So...git clones of git-svn repositories aren't recommended. (Neither are fetches between git-svn clones. All collaboration should happen through the Subversion server.) Clones don't include the metadata that links the git and Subversion histories. However, unless commits in local branches are backed up elsewhere, work could be lost when catastrophe strikes the lone copy of those commits.
As decentralized version control, git's information is self-contained in the ".git" subdirectory of the repository. Thus creating a backup is straightforward: duplicate that subdirectory. But the common copy commands are wasteful and unintelligent. Must one overwrite everything every time? What about data that's no longer necessary and should be deleted in the backup location as well?
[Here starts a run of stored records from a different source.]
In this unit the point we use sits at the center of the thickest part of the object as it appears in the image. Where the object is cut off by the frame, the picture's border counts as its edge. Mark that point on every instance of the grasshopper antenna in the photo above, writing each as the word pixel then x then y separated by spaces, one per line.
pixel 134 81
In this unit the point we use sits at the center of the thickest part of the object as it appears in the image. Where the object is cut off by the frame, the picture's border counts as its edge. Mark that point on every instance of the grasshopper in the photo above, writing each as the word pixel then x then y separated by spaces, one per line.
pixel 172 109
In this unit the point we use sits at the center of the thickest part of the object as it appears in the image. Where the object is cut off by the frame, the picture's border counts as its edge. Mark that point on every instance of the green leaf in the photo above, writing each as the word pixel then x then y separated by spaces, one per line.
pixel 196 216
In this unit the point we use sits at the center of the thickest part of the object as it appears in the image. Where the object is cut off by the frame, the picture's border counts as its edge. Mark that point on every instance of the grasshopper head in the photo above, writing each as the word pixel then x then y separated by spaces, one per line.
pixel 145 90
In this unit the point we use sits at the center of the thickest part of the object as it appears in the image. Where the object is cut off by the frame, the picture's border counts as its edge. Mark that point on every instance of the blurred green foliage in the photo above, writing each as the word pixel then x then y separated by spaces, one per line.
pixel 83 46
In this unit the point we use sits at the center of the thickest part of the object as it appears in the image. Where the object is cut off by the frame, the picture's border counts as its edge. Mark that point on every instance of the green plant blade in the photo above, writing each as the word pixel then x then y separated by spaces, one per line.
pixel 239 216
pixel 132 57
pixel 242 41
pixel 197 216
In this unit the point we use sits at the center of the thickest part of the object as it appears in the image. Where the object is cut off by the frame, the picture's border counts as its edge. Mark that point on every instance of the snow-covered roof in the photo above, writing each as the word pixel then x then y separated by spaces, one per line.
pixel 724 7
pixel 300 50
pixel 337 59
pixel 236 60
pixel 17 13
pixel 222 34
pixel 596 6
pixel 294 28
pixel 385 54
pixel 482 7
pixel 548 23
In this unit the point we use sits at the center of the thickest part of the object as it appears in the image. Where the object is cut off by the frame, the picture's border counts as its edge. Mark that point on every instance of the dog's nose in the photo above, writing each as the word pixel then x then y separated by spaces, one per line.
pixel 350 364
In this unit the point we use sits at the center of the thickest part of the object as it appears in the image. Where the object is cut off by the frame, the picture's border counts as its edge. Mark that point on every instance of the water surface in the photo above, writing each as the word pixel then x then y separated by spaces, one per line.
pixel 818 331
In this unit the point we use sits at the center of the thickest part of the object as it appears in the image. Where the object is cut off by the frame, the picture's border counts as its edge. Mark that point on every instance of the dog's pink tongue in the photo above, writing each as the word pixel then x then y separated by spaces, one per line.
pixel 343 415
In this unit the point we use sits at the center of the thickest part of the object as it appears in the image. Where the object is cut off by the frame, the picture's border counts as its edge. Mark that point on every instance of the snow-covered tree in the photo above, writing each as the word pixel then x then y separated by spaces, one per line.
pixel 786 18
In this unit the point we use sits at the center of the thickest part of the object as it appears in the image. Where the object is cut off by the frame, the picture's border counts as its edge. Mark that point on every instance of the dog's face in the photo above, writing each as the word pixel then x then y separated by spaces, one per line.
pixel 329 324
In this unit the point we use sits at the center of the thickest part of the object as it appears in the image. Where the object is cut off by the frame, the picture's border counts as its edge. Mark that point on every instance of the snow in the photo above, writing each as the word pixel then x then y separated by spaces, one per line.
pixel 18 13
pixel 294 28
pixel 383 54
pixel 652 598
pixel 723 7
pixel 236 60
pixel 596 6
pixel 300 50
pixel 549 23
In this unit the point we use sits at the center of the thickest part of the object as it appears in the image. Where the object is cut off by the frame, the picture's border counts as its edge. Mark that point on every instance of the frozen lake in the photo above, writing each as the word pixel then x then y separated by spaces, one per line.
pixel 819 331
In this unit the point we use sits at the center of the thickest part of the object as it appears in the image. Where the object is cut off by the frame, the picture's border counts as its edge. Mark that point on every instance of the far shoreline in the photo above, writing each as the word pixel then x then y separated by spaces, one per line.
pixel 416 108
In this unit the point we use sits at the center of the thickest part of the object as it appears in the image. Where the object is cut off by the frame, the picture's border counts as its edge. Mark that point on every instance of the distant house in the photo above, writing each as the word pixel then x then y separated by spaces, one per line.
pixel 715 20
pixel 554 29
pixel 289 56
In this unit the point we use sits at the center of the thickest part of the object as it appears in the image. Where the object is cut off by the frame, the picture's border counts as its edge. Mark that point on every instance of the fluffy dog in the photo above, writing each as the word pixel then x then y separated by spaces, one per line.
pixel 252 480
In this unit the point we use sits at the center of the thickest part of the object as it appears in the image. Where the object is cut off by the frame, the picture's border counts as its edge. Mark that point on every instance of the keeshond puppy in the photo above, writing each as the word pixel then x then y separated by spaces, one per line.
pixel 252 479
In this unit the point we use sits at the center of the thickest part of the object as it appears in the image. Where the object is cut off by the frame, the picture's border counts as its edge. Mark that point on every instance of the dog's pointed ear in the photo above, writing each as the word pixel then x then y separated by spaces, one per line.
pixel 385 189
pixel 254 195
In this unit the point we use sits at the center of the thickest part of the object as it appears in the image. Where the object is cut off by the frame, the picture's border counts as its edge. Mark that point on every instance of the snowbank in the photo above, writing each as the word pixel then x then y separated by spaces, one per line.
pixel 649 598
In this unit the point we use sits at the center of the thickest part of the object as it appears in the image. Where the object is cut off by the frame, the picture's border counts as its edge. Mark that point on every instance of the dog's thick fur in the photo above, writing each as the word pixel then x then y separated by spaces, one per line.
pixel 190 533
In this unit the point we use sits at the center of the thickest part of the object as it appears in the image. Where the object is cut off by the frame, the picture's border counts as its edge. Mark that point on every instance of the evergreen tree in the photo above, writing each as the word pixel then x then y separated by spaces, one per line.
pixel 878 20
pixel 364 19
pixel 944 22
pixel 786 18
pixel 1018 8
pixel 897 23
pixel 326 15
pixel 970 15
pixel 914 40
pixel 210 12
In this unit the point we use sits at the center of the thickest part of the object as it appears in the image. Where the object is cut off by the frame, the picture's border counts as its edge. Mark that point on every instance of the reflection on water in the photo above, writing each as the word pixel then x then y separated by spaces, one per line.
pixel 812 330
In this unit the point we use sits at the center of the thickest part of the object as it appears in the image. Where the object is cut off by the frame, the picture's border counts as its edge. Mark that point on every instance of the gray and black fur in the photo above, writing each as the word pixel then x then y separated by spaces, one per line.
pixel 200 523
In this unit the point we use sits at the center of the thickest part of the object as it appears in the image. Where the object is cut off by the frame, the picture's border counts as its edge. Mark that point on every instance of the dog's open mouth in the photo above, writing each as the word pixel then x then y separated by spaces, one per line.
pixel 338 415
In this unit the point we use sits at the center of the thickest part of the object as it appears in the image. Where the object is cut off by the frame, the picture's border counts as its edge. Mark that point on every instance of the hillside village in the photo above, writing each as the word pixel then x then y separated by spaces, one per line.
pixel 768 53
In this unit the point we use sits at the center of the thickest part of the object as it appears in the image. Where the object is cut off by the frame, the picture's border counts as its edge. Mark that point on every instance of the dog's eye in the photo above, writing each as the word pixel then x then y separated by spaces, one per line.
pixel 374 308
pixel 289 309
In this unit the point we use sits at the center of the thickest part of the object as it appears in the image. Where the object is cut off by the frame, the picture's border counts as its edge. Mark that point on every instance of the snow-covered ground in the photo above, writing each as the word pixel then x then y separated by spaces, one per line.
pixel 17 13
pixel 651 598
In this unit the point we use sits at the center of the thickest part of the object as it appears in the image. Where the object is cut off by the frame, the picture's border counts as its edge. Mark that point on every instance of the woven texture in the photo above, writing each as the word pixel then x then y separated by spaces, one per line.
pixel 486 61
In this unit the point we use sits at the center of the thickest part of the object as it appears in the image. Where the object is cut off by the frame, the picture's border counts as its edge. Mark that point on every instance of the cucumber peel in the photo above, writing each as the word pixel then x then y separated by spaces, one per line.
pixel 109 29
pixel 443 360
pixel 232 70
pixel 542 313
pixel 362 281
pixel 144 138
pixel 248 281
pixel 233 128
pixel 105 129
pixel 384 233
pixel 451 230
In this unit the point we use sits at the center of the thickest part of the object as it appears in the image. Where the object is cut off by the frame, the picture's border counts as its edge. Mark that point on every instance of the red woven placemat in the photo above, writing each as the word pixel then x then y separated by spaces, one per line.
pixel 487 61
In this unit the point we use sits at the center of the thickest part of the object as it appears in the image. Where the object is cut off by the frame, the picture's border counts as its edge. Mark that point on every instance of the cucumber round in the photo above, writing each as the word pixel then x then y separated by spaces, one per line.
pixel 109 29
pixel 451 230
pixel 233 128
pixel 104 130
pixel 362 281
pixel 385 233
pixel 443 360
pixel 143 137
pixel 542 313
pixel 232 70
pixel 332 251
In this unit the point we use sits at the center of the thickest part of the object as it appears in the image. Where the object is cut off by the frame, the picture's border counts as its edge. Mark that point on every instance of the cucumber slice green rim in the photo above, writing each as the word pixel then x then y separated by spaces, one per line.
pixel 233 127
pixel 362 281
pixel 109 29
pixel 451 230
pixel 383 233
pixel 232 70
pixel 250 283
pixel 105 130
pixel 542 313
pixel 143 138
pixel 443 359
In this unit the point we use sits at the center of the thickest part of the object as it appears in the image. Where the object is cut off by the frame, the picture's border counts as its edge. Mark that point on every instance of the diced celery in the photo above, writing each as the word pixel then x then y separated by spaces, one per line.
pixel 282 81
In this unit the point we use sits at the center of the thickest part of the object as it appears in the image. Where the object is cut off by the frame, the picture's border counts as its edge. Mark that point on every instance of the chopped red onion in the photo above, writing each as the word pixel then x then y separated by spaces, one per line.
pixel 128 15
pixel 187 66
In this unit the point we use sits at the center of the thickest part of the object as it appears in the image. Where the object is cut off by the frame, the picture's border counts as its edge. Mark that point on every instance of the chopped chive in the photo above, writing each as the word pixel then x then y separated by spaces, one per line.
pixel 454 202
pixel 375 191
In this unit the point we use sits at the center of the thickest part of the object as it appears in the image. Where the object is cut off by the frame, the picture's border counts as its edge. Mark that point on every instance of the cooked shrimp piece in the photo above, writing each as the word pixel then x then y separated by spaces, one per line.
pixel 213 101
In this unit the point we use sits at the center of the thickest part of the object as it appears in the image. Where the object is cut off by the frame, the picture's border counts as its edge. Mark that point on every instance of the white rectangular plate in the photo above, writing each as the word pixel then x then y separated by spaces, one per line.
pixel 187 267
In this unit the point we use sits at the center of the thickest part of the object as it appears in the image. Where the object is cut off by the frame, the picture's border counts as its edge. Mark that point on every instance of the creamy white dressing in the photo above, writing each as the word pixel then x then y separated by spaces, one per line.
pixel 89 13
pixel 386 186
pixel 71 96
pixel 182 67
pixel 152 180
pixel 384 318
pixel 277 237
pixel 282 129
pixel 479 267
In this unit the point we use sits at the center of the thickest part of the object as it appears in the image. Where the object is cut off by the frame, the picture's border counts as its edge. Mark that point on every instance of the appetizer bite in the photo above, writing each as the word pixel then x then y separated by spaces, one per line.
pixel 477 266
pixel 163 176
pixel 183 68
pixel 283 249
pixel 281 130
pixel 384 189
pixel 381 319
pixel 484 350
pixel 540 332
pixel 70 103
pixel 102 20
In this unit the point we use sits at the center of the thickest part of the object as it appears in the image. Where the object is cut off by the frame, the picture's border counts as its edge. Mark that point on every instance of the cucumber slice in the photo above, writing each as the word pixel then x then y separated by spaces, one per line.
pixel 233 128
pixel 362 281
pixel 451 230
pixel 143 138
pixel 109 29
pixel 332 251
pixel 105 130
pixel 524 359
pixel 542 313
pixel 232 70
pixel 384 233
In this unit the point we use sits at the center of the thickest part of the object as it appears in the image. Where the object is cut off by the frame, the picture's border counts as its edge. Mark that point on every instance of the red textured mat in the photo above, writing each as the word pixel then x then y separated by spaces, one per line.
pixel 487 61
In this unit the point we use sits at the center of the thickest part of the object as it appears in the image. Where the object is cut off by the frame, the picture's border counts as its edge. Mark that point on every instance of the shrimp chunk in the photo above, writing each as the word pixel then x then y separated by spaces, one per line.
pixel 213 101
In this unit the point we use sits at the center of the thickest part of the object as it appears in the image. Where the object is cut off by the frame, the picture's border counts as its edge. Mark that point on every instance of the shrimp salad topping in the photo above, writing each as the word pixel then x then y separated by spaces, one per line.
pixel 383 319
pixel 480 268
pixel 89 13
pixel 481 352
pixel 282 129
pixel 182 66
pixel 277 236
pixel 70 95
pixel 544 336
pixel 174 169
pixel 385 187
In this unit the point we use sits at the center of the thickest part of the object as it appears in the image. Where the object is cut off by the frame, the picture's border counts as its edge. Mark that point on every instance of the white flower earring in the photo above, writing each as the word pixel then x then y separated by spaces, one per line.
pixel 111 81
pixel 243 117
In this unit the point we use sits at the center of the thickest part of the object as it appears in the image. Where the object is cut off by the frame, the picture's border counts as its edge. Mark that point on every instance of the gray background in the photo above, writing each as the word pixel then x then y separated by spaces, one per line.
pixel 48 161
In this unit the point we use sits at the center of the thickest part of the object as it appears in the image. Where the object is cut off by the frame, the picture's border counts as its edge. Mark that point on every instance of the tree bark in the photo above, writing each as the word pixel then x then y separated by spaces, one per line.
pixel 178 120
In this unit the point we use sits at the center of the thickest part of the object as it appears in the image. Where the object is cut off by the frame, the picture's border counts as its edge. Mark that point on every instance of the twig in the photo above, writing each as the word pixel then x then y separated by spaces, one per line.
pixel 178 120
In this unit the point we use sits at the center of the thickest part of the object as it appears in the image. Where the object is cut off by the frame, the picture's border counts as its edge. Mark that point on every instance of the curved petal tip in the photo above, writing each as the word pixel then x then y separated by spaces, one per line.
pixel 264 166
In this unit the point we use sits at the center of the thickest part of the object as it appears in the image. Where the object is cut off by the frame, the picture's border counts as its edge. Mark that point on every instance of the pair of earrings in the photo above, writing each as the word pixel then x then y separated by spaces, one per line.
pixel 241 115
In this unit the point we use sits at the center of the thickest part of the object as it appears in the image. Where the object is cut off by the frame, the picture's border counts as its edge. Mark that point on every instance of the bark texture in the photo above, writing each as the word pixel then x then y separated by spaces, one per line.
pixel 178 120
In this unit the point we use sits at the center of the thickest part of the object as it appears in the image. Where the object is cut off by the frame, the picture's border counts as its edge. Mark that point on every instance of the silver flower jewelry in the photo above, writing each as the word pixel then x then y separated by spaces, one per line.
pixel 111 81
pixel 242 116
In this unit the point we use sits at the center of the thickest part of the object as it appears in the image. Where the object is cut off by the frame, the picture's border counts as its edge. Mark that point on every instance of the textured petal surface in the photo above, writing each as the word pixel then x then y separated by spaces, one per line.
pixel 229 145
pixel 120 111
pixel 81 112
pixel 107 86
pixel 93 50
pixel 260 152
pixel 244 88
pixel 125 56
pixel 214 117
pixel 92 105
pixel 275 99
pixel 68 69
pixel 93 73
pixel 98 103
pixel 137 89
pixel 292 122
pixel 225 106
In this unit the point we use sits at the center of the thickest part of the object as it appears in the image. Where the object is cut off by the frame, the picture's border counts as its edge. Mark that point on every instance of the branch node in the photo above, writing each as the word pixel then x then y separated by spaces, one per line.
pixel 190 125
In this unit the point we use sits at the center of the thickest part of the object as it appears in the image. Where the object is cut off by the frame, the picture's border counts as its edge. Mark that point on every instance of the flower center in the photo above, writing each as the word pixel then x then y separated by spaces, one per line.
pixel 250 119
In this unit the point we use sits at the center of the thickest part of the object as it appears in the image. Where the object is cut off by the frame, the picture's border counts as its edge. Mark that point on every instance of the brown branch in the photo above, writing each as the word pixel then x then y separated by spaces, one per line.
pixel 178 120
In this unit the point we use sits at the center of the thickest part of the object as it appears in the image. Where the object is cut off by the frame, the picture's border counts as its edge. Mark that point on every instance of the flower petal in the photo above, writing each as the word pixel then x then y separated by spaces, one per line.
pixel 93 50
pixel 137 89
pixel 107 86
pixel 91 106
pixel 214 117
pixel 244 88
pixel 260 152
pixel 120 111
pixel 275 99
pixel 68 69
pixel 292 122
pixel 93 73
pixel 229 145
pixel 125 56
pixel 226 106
Fortunately, there has been a ready command available in Windows: Robocopy. In this case, it's executed with the /MIR switch. Between git's filesystem-based design (i.e. no database dependencies or complicated binary coding) and Robocopy's smarts, incremental changes to the git-svn repository usually result in minimal work performed during subsequent calls to Robocopy.
A developer could also mirror the entire contents of the working directory, but the pattern of making many small local commits in the course of a workday means that at any time there are few uncommitted changes in the working directory. At the time that the commits will be pushed to Subversion, an interactive rebase beforehand ensures that the "noise" of the numerous commits won't be preserved in the permanent version control record of the project.